D’un point de vue conceptuel on peut s’amuser avec cette question mais je pense que c’est
superflu. Il y a une différence entre nous deux : tu t’occupes de textes et moi de réalité. Pour
moi, le judaïsme est une affaire de réalité, pas une affaire de textes !
La réalité du judaïsme c’est que la foi juive s’est maintenue sans aucun lien avec
l’intervention de Dieu dans le monde. Ceci est un fait. S’il est question de miracles et
d’interventions divines, cela n’ a jamais marché ni amené personne à la foi.
Vous connaissez bien évidemment l’histoire d’Elicha ben Abouya, comment il devint
l’ « autre ». Une fois qu’il se tient à côté d’un jardin, il en voit le propriétaire qui demande à
son fils de monter à un arbre pour recueillir les œufs d’un nid et renvoyer la mère des
oisillons, ce qui constitue la mitsva de « renvoi du nid » (chilouah’ ha qen) qui se trouve dans
la Torah (deut. 22, 6-7). L’enfant part accomplir ce que lui demande son père, réalisant là bien
entendu deux mitsvot à la fois : la mitsva de respecter son père et sa mère et la mitsva de
« renvoi du nid ». Or vous savez que c’est précisément et exclusivement ces deux mitsvot qui
sont accompagnées dans la Torah des justifications : « pour que tes jours s’allongent »
(Ex. 20, 12) et : « pour que tu en bénéficies et prolonges tes jours » (deut. 22,7). En allant
accomplir ces deux mitsvot, l’enfant tombe de l’arbre et meurt. Elicha ben Abouya qui connaît
bien la Torah et sait ce qu’elle promet mais d’un autre côté est bien obligé de constater que
cet enfant est mort alors qu’il allait accomplir ces deux mitsvot, devient « autre » et pour le
dire avec les mots de nos Sages « tourna mal
». Mais Elicha ben Abouya avait un grand ami,
Rabbi Aquiba, qui lui aussi connaissait bien la Torah et ces versets « plein de promesses »

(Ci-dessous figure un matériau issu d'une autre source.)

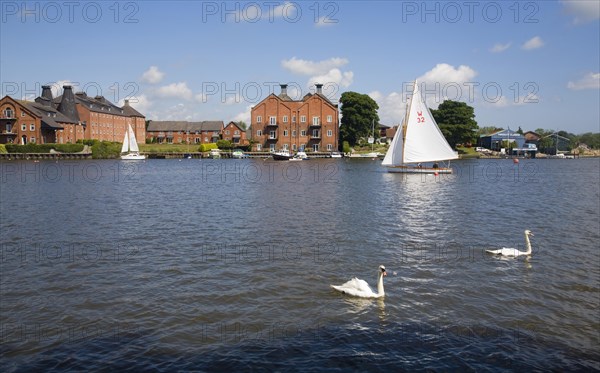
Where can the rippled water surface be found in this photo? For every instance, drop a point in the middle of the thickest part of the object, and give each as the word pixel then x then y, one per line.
pixel 223 264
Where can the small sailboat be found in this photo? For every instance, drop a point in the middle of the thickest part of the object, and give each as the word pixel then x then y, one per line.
pixel 419 144
pixel 130 150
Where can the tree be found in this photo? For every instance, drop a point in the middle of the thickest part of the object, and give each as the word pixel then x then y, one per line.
pixel 359 111
pixel 242 125
pixel 457 122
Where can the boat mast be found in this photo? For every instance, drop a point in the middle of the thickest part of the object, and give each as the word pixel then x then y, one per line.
pixel 405 124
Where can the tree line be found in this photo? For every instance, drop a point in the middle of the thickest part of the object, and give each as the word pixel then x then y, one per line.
pixel 455 119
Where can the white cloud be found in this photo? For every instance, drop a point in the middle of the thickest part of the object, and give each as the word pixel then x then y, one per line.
pixel 152 75
pixel 533 43
pixel 391 107
pixel 179 90
pixel 140 103
pixel 333 77
pixel 583 11
pixel 305 67
pixel 588 81
pixel 325 21
pixel 498 48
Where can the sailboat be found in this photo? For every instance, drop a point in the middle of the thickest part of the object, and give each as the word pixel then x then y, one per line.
pixel 418 141
pixel 130 149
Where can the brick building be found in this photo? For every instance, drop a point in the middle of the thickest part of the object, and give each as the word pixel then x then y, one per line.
pixel 182 132
pixel 235 134
pixel 311 124
pixel 66 119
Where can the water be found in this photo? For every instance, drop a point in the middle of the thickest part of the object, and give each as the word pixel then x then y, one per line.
pixel 226 264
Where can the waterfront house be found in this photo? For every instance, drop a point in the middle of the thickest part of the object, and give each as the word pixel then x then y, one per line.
pixel 234 133
pixel 494 141
pixel 279 122
pixel 67 119
pixel 184 132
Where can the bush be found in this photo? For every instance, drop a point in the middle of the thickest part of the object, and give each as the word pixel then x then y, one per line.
pixel 224 144
pixel 106 150
pixel 208 147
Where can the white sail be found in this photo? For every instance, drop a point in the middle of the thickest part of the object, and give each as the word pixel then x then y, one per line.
pixel 394 153
pixel 125 147
pixel 424 142
pixel 133 147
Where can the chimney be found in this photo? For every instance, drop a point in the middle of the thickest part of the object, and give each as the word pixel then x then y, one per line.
pixel 47 92
pixel 67 104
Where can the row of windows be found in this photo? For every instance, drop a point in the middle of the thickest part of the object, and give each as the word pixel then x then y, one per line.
pixel 315 147
pixel 273 120
pixel 273 134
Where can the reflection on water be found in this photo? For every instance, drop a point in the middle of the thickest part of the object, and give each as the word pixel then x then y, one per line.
pixel 221 264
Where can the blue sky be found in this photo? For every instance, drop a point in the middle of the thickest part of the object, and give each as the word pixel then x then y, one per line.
pixel 527 64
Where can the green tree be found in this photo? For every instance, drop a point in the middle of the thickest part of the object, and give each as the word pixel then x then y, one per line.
pixel 457 122
pixel 359 112
pixel 242 125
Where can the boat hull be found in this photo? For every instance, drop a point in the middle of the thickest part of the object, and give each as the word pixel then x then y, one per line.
pixel 418 170
pixel 281 157
pixel 133 157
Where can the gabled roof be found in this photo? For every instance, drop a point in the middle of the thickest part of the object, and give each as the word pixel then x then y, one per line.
pixel 49 115
pixel 168 125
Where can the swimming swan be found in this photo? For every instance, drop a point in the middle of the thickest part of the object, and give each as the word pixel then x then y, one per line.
pixel 359 288
pixel 506 251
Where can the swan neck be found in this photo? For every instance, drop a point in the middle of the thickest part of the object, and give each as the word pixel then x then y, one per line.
pixel 527 244
pixel 380 291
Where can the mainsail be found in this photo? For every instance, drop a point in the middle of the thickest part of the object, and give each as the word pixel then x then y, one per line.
pixel 419 139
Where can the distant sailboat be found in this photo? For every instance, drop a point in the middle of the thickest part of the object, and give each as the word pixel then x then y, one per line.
pixel 419 140
pixel 130 149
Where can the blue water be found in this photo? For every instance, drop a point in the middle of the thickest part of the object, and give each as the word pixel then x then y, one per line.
pixel 226 264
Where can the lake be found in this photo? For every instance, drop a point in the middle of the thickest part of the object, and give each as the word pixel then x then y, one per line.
pixel 226 264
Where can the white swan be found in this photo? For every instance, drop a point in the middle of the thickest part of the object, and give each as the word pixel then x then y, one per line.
pixel 509 251
pixel 359 288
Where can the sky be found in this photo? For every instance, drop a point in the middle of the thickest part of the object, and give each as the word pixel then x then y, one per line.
pixel 521 64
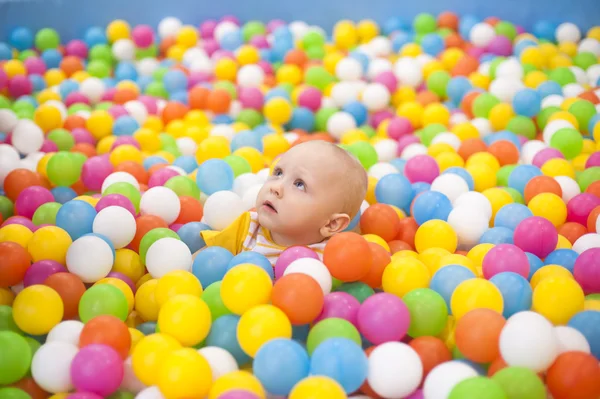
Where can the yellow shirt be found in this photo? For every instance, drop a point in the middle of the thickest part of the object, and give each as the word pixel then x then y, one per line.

mais ne s’affola pourtant pas le moins du monde de cette histoire.
De ce Rabbi Aquiba il est dit dans le midrach comment il interpréta le verset de la Torah « Et
tu aimeras l’Eternel ton Dieu de tout ton cœur, de toute ta vie et de tous tes moyens »
(Deut. 6, 5) en disant : « ‘de toute ta vie’ - même s’il te retire la vie ». Il s’agit de comprendre
qu’une foi qui dépend de l’intervention de Dieu dans le monde ne tient pas.
Par contre, il y a eu des propos qui se sont malgré tout réalisés, comme la Destruction du
Temple, toujours justifiée par des causes sans lesquelles le Temple n’aurait pas été détruit.
C’est effectivement ainsi que pensaient les Sages qui tranchèrent dans la halakh’a que si les
juifs n’avaient pas transgressé les interdictits de servir un culte étranger, de débauche et de
meurtre, s’il n’y avait pas entre eux de haine gratuite, le Temple n’aurait pas été détruit.
Tout le monde peut toujours dire « et si… » !
Mais il y a un fait incontestable, c’est que des Justes, des hommes droits et intègres ont
souffert et se sont fait tuer tout au long de l’histoire.
Il y a une différence énorme entre la foi dans la promesse de Dieu et la foi en Dieu, une
différence qui fait contraire.
Elicha ben Abouya croyait aux promesses divines, c’est la raison pour laquelle il perdit la foi.
Tatsa letarbout ra’a : « partit vers une mauvaise culture ».